Icinga monitoring architecture

As explained in this entry I follow an « apply logic style » for icinga 2 configuration, with is pretty well suited for generic monitoring setup on homogenous clusters. Fortunately it does not disallow adding isolated services (à la Nagios), so future exceptions to the rules may be handled this way.

I discuss here about configuration already available in the playbook (modulo unchecked bugs) and I how to follow our goals, in the bests possible ways.

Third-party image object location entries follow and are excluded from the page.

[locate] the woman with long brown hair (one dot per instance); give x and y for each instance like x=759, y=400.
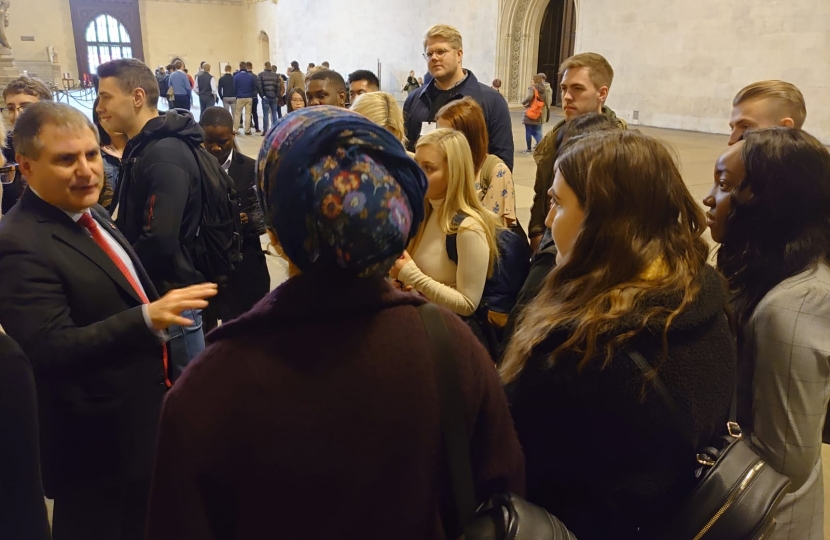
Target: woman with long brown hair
x=603, y=452
x=494, y=181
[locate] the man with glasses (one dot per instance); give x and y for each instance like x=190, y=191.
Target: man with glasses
x=443, y=52
x=19, y=94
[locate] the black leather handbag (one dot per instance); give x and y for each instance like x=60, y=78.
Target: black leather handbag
x=504, y=516
x=737, y=492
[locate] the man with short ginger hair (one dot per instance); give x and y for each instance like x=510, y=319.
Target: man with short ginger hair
x=444, y=52
x=766, y=104
x=585, y=81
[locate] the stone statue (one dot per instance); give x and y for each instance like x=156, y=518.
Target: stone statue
x=4, y=12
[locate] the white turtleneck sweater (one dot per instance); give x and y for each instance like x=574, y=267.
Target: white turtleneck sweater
x=433, y=274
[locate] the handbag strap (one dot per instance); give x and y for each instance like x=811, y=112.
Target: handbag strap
x=451, y=409
x=666, y=396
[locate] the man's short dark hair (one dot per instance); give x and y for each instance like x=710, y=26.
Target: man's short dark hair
x=330, y=76
x=216, y=117
x=364, y=75
x=31, y=86
x=31, y=122
x=132, y=74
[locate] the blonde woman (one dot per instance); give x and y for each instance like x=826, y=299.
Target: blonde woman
x=382, y=108
x=445, y=157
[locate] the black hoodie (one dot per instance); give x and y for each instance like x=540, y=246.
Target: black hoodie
x=159, y=199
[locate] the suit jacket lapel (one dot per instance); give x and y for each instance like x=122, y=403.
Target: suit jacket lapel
x=73, y=235
x=103, y=219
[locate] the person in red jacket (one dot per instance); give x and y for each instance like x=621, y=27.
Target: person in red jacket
x=315, y=415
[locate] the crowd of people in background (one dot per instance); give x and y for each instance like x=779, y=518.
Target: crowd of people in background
x=317, y=401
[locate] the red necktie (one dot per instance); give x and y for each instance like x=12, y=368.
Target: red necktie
x=90, y=224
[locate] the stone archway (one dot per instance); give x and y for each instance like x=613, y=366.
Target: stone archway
x=518, y=43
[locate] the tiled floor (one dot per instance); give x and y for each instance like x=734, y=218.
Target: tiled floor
x=696, y=153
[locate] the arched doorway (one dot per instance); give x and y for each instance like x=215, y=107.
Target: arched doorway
x=264, y=47
x=106, y=39
x=556, y=40
x=520, y=28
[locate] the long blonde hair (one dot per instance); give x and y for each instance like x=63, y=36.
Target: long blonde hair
x=461, y=192
x=638, y=214
x=382, y=108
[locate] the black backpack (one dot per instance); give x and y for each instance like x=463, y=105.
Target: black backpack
x=218, y=245
x=510, y=272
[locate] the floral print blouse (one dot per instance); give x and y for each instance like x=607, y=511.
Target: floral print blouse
x=500, y=196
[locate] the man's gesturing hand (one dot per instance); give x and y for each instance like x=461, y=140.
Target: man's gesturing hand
x=166, y=310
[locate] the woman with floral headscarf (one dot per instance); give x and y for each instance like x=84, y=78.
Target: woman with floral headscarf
x=315, y=415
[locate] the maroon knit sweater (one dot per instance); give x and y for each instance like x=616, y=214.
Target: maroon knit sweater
x=315, y=416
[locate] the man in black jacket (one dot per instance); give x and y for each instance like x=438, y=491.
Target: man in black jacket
x=227, y=90
x=159, y=199
x=444, y=51
x=78, y=301
x=271, y=87
x=250, y=280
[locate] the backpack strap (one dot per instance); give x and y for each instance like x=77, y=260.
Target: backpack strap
x=452, y=239
x=487, y=167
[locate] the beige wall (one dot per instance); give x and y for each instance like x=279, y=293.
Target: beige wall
x=50, y=23
x=680, y=63
x=354, y=35
x=213, y=33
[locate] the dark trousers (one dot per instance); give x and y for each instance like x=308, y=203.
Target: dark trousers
x=206, y=101
x=110, y=513
x=254, y=113
x=182, y=101
x=248, y=284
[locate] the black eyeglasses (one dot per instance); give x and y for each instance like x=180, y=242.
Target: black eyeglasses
x=8, y=173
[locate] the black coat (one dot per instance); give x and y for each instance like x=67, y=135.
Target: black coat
x=160, y=199
x=600, y=458
x=98, y=367
x=22, y=508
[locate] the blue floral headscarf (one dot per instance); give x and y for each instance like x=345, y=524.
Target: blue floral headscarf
x=340, y=191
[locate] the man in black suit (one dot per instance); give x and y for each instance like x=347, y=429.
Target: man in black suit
x=250, y=280
x=77, y=300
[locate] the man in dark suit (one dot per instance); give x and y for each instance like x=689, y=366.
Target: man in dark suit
x=250, y=280
x=77, y=300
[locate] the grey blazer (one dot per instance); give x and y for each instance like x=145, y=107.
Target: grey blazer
x=786, y=382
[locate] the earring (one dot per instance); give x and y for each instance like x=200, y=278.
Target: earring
x=278, y=251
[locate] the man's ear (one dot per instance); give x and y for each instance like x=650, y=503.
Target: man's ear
x=603, y=94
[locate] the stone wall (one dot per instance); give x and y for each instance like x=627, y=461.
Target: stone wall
x=50, y=24
x=680, y=63
x=354, y=35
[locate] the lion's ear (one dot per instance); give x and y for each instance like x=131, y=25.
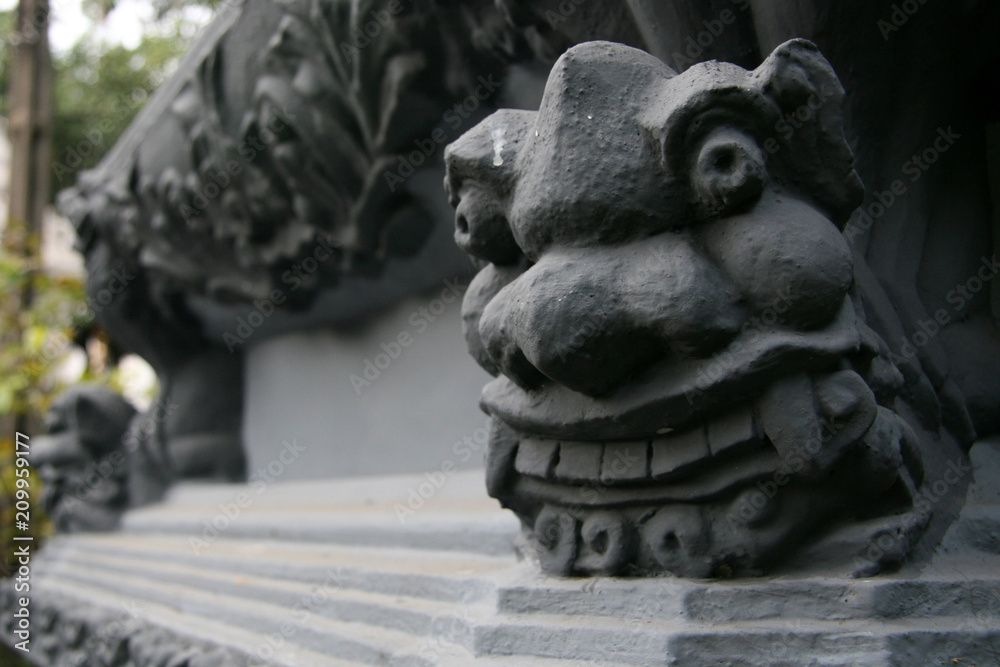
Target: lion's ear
x=796, y=74
x=100, y=421
x=803, y=85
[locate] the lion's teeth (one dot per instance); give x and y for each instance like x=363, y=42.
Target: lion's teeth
x=625, y=461
x=731, y=432
x=579, y=461
x=678, y=451
x=536, y=457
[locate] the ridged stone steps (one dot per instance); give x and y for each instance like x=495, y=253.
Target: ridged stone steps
x=435, y=593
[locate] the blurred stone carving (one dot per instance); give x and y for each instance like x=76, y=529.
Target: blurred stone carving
x=82, y=460
x=686, y=382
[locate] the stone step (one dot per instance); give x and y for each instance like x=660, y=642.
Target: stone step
x=712, y=602
x=435, y=512
x=273, y=623
x=415, y=616
x=81, y=603
x=430, y=575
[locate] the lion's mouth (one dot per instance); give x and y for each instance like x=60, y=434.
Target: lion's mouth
x=696, y=464
x=675, y=394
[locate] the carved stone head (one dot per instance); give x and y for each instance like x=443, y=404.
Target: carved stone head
x=685, y=380
x=81, y=459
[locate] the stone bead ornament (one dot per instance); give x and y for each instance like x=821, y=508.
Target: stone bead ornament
x=685, y=382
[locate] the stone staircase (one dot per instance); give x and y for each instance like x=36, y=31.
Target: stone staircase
x=328, y=574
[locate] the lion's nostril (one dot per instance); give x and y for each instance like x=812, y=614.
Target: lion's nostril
x=725, y=161
x=729, y=173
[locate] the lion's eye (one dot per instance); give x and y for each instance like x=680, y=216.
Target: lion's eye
x=728, y=174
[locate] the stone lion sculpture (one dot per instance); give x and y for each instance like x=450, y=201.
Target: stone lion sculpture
x=685, y=379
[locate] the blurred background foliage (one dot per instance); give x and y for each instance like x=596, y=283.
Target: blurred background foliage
x=98, y=87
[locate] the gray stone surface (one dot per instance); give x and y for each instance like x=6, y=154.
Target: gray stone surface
x=325, y=573
x=321, y=388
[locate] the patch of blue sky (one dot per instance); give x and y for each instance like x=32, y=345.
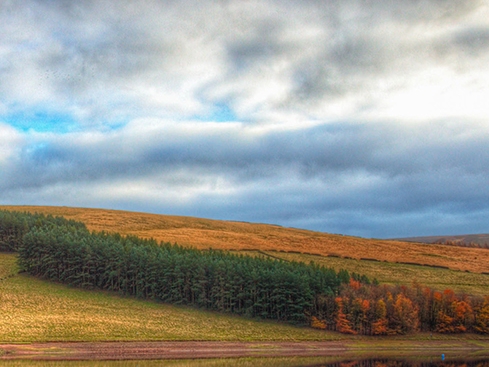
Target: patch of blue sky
x=41, y=121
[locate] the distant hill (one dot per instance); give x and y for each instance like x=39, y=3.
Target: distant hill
x=228, y=235
x=466, y=240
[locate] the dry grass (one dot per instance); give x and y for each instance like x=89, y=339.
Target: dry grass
x=392, y=273
x=34, y=310
x=205, y=233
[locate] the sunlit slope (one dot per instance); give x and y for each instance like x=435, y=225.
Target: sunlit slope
x=206, y=233
x=34, y=310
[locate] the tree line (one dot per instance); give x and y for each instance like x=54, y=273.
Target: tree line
x=66, y=251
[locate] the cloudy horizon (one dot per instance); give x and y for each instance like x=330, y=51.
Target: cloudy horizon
x=355, y=117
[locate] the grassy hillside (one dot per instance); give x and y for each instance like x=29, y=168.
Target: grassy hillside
x=394, y=273
x=205, y=233
x=480, y=239
x=35, y=310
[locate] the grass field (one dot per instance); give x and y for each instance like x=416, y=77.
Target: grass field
x=393, y=273
x=34, y=310
x=205, y=233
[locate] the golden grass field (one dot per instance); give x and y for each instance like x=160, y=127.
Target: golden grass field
x=33, y=310
x=228, y=235
x=393, y=273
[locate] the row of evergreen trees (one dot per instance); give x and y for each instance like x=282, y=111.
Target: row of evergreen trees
x=65, y=251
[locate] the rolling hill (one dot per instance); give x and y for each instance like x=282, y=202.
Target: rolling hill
x=481, y=239
x=227, y=235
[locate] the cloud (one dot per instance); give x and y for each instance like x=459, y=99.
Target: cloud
x=355, y=117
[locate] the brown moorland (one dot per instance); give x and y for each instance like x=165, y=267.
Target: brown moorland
x=229, y=235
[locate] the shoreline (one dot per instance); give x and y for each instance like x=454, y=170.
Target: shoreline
x=166, y=350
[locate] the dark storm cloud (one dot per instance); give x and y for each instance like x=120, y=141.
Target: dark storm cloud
x=354, y=117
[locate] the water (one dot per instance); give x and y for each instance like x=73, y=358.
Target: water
x=434, y=361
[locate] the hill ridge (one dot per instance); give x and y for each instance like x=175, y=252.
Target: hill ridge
x=205, y=233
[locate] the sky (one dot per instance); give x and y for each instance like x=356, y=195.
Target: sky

For most of the service definitions, they are based on predefined commands which are documented here.

Base system monitoring

For each host we:

  • check ping (default host check in icinga)
  • check ssh
  • check apt
  • check icinga
  • check load
  • check procs
  • check swap when vars.swap is defined
  • check users
  • check run_kernel (check if it run the most up-to-date kernel)
  • check fail2ban process
  • check sshd process
  • check rsyslogd process
  • check icinga2 process
  • check cron process

Git repos monitoring

A host can declare a git repo to be checked (designed originally for etckeeper):

  vars.repos["Bling"] = {
    dir = "/var/git/bling"
  }

Disk and partitions monitoring

A host can declare any partition to be checked:

  vars.disks["disk"] = {
  }
  vars.disks["disk /"] = {
    disk_partitions = "/"
  }
  vars.disks["disk /var"] = {
    disk_partitions = "/var"
  }
  vars.disks["disk /tmp"] = {
    disk_partitions = "/tmp"
  }

Processes monitoring

A host can declare any process presence to be checked:

  vars.process["Incron"] = {
    procs_command = "incrond"
    procs_critical = "1:1"
  }

Mail sending monitoring

A host can declare any non-null value in vars.sendmail. Then mailname, mail queue and process are checked, but it’s not sufficient.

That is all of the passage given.